All I want to infer about my friends is that they found something in the original posts that resonated. On the other hand, what struck me were the respective names of the Facebook pages they shared: "So-and-so AGAINST such-and-such." The page-names set up opposition; they set up conflict. Ultimately, I suppose, they could set up violence. The first case ("Christians against . . .), suggests at least a couple of scarce resources: (1) who/what is a "Christian"; and (2) that there is an assumed "real" Christian candidate (which, of course, does not include the current incumbent). In the second case, a similar assumption is made over the ownership of the title "American" and its agenda. In both cases, you're either in or out, and "spoilin' for a brawl".
But what also bothers me is that both of these groups argue about what they are "against". And lots of Facebook posts do so as well, without the reference to such antagonist Facebook pages. And the same is true in most of our political ads this cycle; the last statistic I heard was that over 70% of political advertisements were negative. "Don't vote for THAT Bozo! We'll go to hell in a hand-basket if you do!" How rare it is to see/hear an ad that says "Vote for this candidate, because she will do . . ."
Also, this week, I was listening to a couple of conversations hosted by Krista Tippet of the radio program "OnBeing." These were part of a series called "The Civil Conversations Project". One of the conversations was on the institution of marriage, the other on political bridge-builders. In both cases the conversation partners were those who "sat across the aisle" from the other on the issue at hand. Yet, in both, they were able to identify core issues over which they agreed. It was the centrality of the issue that united them in solving the problem, NOT the centrality of their position on the issue, nor their certainty that they were right and the other wrong.
In one of the discussions, one of the folks spoke about the need for following a moral compass. And I began to relate that back to the Facebook issue. The pages to which I refer are NOT talking about following a compass toward a destination, but rather about turning away from a different direction. Turning away from "west" does NOT mean one will turn "east"; heading "south" or "north" may not solve the problem. My assumption (naive it may be) is that these Facebook folks ultimately want much of the same thing (less debt, adequate security, etc). But the rhetoric they employ sets up "scarce resources" leading ton conflict and violence.

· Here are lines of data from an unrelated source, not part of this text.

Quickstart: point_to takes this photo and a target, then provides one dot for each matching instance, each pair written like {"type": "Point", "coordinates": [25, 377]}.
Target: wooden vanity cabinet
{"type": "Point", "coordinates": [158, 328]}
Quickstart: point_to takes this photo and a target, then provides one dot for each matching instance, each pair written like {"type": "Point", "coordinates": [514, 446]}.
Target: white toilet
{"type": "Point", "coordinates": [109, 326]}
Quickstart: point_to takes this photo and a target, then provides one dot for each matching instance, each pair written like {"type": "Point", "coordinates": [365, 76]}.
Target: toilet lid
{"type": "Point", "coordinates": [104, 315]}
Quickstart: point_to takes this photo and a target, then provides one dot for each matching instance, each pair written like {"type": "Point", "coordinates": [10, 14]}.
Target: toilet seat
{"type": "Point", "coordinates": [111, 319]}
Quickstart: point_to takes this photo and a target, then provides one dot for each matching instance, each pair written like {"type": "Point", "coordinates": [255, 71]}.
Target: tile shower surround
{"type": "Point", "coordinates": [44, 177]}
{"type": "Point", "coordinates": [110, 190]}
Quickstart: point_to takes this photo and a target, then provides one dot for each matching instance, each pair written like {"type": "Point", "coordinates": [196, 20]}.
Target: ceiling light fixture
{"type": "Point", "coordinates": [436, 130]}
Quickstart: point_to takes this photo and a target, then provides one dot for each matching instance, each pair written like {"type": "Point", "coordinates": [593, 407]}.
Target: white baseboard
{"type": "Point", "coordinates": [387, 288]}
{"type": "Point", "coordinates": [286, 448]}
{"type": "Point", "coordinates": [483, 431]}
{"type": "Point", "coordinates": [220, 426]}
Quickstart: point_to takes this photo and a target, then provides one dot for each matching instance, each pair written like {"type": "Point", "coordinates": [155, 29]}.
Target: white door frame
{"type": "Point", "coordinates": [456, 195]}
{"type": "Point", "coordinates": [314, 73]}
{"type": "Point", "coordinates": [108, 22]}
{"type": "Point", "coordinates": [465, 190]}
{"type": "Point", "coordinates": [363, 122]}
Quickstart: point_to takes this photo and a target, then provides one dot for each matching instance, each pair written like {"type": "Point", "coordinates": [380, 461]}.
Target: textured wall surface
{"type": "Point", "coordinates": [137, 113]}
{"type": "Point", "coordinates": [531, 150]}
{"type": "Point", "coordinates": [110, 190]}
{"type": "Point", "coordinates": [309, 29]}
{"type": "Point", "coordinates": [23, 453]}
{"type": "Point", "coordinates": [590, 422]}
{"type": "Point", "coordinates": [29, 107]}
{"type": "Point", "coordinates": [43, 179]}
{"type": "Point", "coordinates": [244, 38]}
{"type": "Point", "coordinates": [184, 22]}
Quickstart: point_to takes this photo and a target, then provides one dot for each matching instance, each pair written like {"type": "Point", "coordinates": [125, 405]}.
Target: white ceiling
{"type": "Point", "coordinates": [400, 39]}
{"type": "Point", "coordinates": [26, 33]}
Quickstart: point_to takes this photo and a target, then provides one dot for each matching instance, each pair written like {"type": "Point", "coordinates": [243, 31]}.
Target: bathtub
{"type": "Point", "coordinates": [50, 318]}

So I have to wonder about which direction our compasses are pointing? Are they simply pointing away from a problem, or toward a solution? Prof. Avalos ended his talk this afternoon with some of the things that might resolve the "religion creates scarce resources creates violence"trajectory. One of those was to expand the resource base; end the scarcity. The language we use is one way of doing that. Checking to see if our compass works is another.
* To be fair, Avalos doesn't say that only religion produces violence, or that all religions always produce violence.
PS: Vote this coming Tuesday (if you haven't already). But vote for something/someone, not against the alternative!